103 Cal. 536 | Cal. | 1894
This is an appeal by the defendant McChesney from an order denying his motion to set aside a decree' of foreclosure entered against him by default. His motion is not based upon section 473 of the Code of Civil Procedure; he does not ask to be allowed to answer to the merits; it was not made until more than a year after the rendition of the judgment.. It rests entirely upon the theory that the judgment is absolutely void, and could, therefore, be set aside at any time on motion.

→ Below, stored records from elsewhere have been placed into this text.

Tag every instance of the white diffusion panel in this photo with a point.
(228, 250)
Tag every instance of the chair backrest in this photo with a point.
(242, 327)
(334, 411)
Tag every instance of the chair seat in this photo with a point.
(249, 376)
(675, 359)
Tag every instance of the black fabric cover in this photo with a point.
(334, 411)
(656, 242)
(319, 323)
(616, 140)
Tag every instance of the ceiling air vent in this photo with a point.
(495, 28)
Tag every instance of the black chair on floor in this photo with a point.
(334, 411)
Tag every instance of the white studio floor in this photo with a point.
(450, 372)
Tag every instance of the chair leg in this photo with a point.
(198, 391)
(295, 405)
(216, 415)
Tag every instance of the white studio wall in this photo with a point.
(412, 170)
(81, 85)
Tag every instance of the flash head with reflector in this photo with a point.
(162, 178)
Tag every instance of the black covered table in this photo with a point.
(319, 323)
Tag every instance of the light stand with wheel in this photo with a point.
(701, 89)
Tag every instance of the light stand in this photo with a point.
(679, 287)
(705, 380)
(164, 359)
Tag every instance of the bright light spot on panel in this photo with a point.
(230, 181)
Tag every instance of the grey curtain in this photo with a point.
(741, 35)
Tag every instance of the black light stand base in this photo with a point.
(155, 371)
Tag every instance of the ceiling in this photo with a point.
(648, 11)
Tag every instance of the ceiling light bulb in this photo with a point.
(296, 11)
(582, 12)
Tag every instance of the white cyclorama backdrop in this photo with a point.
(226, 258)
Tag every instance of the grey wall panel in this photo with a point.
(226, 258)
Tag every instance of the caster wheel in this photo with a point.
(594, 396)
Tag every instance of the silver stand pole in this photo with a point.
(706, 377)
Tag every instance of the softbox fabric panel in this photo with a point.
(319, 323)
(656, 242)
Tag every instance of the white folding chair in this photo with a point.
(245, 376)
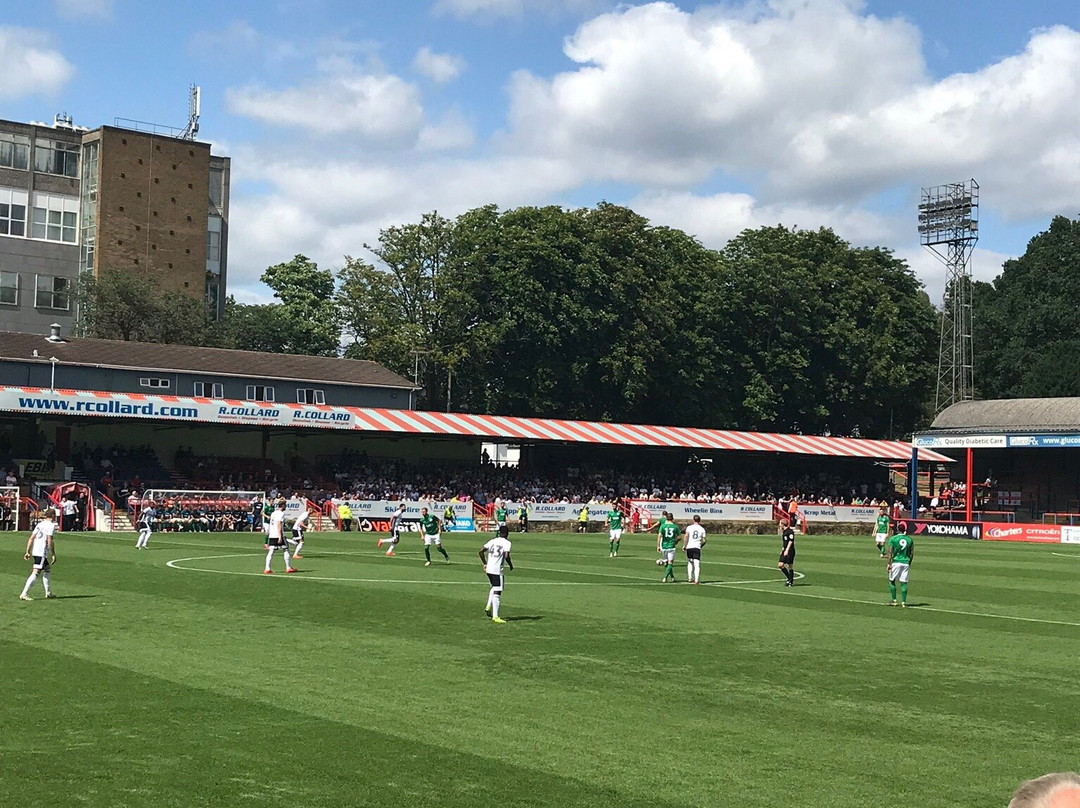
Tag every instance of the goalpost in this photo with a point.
(173, 503)
(10, 505)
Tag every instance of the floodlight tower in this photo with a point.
(948, 227)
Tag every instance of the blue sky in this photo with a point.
(342, 118)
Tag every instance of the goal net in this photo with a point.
(197, 510)
(10, 509)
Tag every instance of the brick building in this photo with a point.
(76, 200)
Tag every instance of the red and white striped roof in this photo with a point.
(508, 428)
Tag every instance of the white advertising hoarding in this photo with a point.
(709, 511)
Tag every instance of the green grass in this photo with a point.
(377, 682)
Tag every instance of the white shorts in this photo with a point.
(899, 571)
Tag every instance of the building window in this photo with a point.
(52, 292)
(14, 151)
(56, 157)
(216, 390)
(12, 213)
(258, 392)
(309, 395)
(9, 288)
(54, 217)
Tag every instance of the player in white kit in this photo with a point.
(275, 539)
(40, 549)
(494, 555)
(694, 540)
(299, 526)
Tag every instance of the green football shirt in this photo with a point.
(669, 536)
(902, 547)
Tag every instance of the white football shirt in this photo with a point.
(498, 549)
(41, 535)
(277, 520)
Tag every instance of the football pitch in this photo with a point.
(181, 676)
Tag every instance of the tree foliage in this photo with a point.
(596, 313)
(1025, 322)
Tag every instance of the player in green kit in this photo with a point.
(615, 530)
(881, 530)
(429, 528)
(901, 554)
(667, 538)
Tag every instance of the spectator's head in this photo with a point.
(1060, 790)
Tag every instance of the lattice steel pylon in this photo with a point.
(948, 227)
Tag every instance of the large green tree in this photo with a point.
(1025, 322)
(831, 338)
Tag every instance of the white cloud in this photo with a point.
(715, 219)
(80, 9)
(31, 65)
(813, 101)
(345, 98)
(439, 67)
(451, 133)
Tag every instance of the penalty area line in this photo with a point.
(926, 608)
(174, 564)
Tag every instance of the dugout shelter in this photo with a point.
(1025, 450)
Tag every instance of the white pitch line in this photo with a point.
(541, 569)
(928, 608)
(174, 565)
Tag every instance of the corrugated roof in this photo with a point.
(191, 359)
(1011, 415)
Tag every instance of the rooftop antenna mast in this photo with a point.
(194, 106)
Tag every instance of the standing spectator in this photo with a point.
(345, 515)
(69, 510)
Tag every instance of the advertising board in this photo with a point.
(1022, 532)
(839, 513)
(928, 527)
(709, 511)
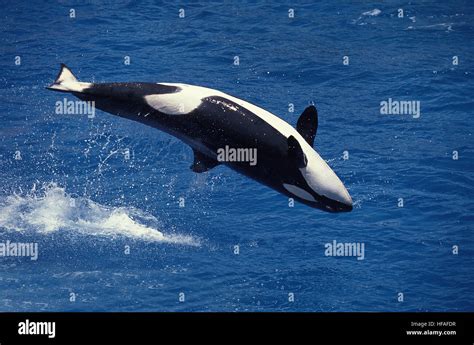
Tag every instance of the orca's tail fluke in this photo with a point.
(67, 82)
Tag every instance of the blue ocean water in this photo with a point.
(110, 231)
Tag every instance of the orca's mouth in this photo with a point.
(330, 205)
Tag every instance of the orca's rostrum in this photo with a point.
(209, 120)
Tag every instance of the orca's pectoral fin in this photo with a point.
(307, 124)
(203, 163)
(295, 152)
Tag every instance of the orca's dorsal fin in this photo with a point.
(307, 124)
(295, 152)
(203, 163)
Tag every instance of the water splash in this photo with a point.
(51, 209)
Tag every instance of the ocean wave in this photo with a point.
(51, 209)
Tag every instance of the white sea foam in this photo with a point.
(52, 209)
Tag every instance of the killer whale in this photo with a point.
(208, 120)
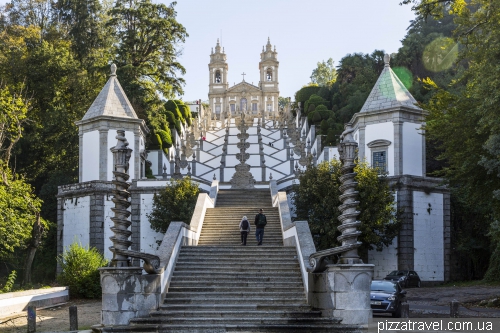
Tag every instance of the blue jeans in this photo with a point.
(259, 234)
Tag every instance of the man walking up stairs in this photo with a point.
(221, 286)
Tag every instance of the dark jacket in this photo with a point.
(257, 218)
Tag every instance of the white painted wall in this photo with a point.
(412, 149)
(112, 143)
(90, 156)
(385, 261)
(76, 217)
(428, 235)
(376, 132)
(149, 237)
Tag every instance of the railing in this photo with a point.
(295, 233)
(179, 234)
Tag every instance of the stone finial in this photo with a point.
(387, 59)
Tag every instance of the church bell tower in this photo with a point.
(268, 83)
(218, 79)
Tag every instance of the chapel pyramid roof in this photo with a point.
(389, 92)
(111, 101)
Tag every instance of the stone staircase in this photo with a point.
(222, 286)
(221, 224)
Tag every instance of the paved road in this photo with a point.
(436, 301)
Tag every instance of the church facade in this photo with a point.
(257, 100)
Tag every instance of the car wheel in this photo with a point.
(397, 314)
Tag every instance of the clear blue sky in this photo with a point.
(304, 33)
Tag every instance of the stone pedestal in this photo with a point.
(342, 291)
(127, 294)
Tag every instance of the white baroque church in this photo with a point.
(244, 96)
(387, 129)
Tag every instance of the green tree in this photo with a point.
(85, 23)
(283, 102)
(175, 203)
(80, 270)
(469, 107)
(147, 34)
(316, 200)
(325, 73)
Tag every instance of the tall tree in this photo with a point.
(147, 35)
(325, 74)
(316, 199)
(20, 220)
(464, 121)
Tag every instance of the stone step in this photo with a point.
(234, 230)
(236, 238)
(235, 299)
(246, 259)
(275, 255)
(235, 264)
(249, 244)
(332, 326)
(229, 249)
(236, 284)
(231, 321)
(209, 277)
(254, 210)
(219, 313)
(236, 269)
(231, 288)
(247, 307)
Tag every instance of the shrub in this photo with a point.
(9, 284)
(316, 101)
(175, 203)
(80, 272)
(316, 117)
(170, 118)
(174, 108)
(303, 94)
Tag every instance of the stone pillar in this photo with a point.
(96, 237)
(342, 291)
(103, 154)
(406, 249)
(398, 147)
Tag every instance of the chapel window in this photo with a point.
(379, 161)
(243, 104)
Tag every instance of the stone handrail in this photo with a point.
(145, 292)
(295, 233)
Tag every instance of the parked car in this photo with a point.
(405, 278)
(386, 297)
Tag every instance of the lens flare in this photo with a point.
(404, 75)
(440, 54)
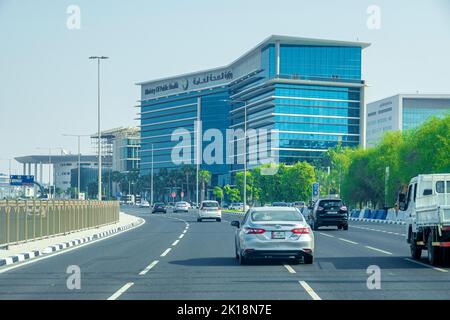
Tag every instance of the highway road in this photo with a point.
(173, 256)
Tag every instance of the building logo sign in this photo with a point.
(185, 83)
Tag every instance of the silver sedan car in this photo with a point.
(274, 232)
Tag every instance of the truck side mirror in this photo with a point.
(402, 201)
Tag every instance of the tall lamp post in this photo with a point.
(78, 136)
(245, 147)
(49, 167)
(98, 58)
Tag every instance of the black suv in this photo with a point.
(328, 212)
(159, 207)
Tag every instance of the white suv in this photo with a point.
(209, 210)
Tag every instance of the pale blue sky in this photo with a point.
(48, 85)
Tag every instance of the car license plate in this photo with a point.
(278, 235)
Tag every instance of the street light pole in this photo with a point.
(98, 58)
(245, 147)
(78, 136)
(151, 182)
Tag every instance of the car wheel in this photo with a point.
(242, 260)
(308, 259)
(416, 251)
(315, 226)
(433, 252)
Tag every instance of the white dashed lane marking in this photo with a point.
(151, 265)
(121, 291)
(289, 268)
(309, 290)
(379, 250)
(166, 252)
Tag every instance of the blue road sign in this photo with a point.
(315, 189)
(18, 180)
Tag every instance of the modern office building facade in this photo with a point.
(307, 92)
(121, 145)
(403, 112)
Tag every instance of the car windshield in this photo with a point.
(293, 215)
(210, 204)
(330, 204)
(279, 204)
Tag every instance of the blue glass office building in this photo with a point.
(308, 91)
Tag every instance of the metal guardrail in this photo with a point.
(26, 220)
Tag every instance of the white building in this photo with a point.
(402, 112)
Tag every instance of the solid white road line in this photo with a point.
(425, 265)
(327, 235)
(150, 266)
(349, 241)
(290, 269)
(121, 291)
(379, 250)
(166, 252)
(309, 290)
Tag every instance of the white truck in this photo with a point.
(426, 203)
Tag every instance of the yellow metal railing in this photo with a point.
(22, 221)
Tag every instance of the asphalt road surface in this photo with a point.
(172, 256)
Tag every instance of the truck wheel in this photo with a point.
(315, 226)
(416, 252)
(434, 253)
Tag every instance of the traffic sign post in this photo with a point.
(315, 190)
(21, 180)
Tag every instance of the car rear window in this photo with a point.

The order must be affirmed. The judgment is not void on its face. It contains a recital of due service, and there is nothing in the record inconsistent with such recital. .The previous direct statement in the affidavit that summons was published each week for two months between two named dates is not overcome and rendered valueless by the subsequent statement under a videlicit. The most that can be said about the affidavit is that it is ambiguous. That which follows a videlicit does not destroy that which precedes it; the general rule rather is that if repugnant to the preceding matter it will be rejected. (Brown v. Berry, 47 Ill. 177; 2 Abbott’s Law Dictionary, 447, 635.) Moreover, the court clearly had the right to allow in evidence the second affidavit, which cleared away any possible doubt which there might be about the meaning of the first. (See Herman v. Santee, ante, p. 519, decided August 13th by Department One of this court, and cases there cited.)
The order appealed from is affirmed.
De Haven, J., and Fitzgerald, J., concurred.